Donald Trump’s campaign filed a complaint on Tuesday alleging that election officials in Nevada broke the law by allowing up to 300 people to vote who were not in line at closing time on Friday at Cardenas market, a Latino-oriented restaurant in Clark County serving as a temporary early polling place. His campaign also made similar charges about a few other locations. Trump was trying to use this complaint to stop ballots cast there from being counted. This seems likely to be a ploy to try to deprive Hillary Clinton of having Nevada declared for her Tuesday night in the event of a close race with her ahead. Judge Gloria Sturman denied the campaign any preliminary relief to sequester ballots or get information on poll workers, but the suit may continue. It will take a while to sort out everything, but my initial impression is that—even if it is true that people were allowed to vote late on the Friday night before Election Day at a handful of locations—Trump’s claim is weak on the law. The suit also misunderstands the point of early voting and the lack of harm done when early voting times are extended.
Nevada law, like the law in many places, provides that people who are in line when the polls close on Election Day get to vote, but no new people get to join the line. Trump’s complaint is that new people joined the line at Cardenas market after the locations were supposed to close at 8 p.m. and he’s put in some affidavits from people who say they witnessed new voters enter the line. That is disputed by others, who say that only those who were in line at 8 p.m. got to vote, with voting finishing at about 10 p.m.
Let’s, for the sake of argument, accept that the Trump campaign is correct that new people joined the line (I am not at all convinced of that, and if he’s wrong, there’s no case). Nevada law is clear that this is not permissible on Election Day itself. The relevant statute provides for the use of a sticker to mark the end of the line. Here are the instructions for voting officials to ensure that the line ends where the line ends:
If the last person waiting to vote does not want a sticker or other distinguishing mark placed on him or her, physically stand behind the last person waiting in line to vote, to ensure that no other person enters the polling place to vote.
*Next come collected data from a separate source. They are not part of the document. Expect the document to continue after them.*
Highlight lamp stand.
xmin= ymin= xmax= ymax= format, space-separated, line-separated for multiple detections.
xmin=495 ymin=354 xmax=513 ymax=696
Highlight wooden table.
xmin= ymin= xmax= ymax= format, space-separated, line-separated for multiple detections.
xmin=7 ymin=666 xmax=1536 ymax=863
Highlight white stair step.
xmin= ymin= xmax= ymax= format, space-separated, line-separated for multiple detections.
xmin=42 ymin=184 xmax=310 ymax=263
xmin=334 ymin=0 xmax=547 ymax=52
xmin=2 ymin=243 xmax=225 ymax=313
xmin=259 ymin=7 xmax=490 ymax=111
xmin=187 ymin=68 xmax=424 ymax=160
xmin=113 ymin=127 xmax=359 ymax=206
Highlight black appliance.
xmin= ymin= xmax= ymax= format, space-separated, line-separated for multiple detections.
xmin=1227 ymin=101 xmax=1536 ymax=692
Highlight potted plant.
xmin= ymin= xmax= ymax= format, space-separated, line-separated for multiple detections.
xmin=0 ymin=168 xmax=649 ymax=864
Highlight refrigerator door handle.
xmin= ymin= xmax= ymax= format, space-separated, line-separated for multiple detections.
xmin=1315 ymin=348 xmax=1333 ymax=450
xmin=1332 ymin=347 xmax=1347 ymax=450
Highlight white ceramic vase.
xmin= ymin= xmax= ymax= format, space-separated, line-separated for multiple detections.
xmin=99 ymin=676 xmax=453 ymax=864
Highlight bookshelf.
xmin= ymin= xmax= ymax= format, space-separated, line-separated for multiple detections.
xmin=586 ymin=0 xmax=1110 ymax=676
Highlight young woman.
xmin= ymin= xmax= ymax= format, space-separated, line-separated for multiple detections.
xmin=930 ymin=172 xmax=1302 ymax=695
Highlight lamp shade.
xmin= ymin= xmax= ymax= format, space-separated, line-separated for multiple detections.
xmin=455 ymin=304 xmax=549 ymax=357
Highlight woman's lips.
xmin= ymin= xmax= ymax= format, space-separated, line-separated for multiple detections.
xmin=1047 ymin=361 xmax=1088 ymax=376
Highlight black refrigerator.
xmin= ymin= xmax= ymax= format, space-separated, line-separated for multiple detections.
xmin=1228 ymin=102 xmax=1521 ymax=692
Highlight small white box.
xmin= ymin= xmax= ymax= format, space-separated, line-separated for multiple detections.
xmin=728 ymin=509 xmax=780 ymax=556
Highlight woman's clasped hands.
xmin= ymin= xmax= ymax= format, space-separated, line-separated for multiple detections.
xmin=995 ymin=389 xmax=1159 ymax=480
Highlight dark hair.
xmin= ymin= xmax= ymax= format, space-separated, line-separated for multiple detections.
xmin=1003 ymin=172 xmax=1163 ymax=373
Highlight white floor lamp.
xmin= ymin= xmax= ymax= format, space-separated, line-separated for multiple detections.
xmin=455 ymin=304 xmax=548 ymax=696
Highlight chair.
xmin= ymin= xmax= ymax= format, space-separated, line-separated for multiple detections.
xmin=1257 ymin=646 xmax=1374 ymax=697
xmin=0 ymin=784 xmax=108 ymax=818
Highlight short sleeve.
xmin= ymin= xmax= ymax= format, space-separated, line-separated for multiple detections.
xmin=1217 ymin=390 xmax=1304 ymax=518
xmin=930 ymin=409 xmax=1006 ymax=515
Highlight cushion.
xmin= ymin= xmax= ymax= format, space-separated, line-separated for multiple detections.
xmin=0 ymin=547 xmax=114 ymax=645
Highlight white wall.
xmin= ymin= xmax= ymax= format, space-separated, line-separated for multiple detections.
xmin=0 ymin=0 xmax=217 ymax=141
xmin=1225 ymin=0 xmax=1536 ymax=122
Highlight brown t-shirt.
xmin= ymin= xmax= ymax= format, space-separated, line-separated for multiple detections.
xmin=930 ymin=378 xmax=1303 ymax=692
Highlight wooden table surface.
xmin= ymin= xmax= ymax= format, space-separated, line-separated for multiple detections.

But those rules do not necessarily apply to the sections of Nevada’s election’s code for in-person early voting. The early voting rules instead provide for election officials to use both permanent and temporary polling places and under the rules for temporary voting sites, like the Cardenas market, the hours set by statute for permanent voting places do not apply. These sites are allowed greater flexibility, given that they are used for other purposes, like buying your groceries.